Non a caso l'audizione riguardava gli effetti di un'ulteriore vendita di quote di Poste Italiane sul mercato, come previsto dal Dpcm. Oggi il Mef ne controlla tramite la Cdp il 35% e direttamente il 29,26%. Ed è questa la quota destinata al mercato: «Se si procedesse alla cessione dell'intera partecipazione del Mef - ha detto il ministro - il controvalore sarebbe di 4,4 miliardi, valore che tuttavia non può prescindere dalla tempistica dell'operazione inquadrata nell'orizzonte 2024-26». Realizzeremo «l'operazione nel momento più adeguato alla massimizzazione dell'introito». La cessione della quota, come detto, «non determinerà la perdita di controllo e nessun soggetto diverso dal Mef potrà detenere una quota superiore al 5%». La cessione può avvenire «anche in più fasi» (come per esempio sta avvenendo con Mps, ndr) e in principio «il governo potrebbe fermarsi al 51%, asticella in questo momento soddisfacente rispetto al percorso».

Giorgetti è stato poi molto chiaro sulla razionalità finanziaria dell'operazione, spiegando che per le casse dello Stato, utilizzando gli introiti derivanti dalla vendita delle azioni di Poste per abbassare il debito pubblico, i minori dividendi incassati sono inferiori al risparmio che si ottiene dalle minori spese per interessi, generando «un risparmio in termini di spesa per interessi passivi pari a circa 200 milioni annui». A questi si aggiungono gli «effetti positivi sulle performance aziendali connesse a tali operazioni». Purtroppo lo spazio per altri collocamenti di questo tipo è limitato solo alle Poste, dal momento che la quota del Mef nelle altre big quotate quali Eni (32,4%), Terna (29,8), Enel (23,6%) e Leonardo (30,2%), non consente grandi spazi di manovra se si vuole mantenere il controllo.

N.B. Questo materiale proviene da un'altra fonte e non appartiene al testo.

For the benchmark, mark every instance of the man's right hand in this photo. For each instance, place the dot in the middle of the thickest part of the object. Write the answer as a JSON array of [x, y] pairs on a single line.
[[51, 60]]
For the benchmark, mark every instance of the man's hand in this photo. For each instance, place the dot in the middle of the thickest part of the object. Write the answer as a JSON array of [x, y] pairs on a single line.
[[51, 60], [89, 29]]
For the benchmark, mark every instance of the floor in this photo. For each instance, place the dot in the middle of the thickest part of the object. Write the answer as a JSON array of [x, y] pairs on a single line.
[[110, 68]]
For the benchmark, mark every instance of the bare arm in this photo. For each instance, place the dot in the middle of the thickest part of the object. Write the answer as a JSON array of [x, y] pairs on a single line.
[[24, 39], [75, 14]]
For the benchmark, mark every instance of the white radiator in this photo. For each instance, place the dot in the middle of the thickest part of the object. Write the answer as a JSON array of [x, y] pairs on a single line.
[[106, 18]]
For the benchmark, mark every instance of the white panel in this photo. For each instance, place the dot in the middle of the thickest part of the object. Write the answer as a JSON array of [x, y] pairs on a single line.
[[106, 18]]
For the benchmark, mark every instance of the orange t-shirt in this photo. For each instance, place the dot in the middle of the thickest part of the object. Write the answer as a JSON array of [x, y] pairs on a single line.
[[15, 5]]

Per le Poste, l'ad Matteo Del Fante (anch'egli in audizione) ha a sua volta rassicurato i senatori: «Alla domanda se cambia qualcosa con la vendita di altre azioni sul mercato o no - ha detto - Io risponderei così: assolutamente no, dipende solo ed esclusivamente dal management e dalle indicazioni che dà l'azionista».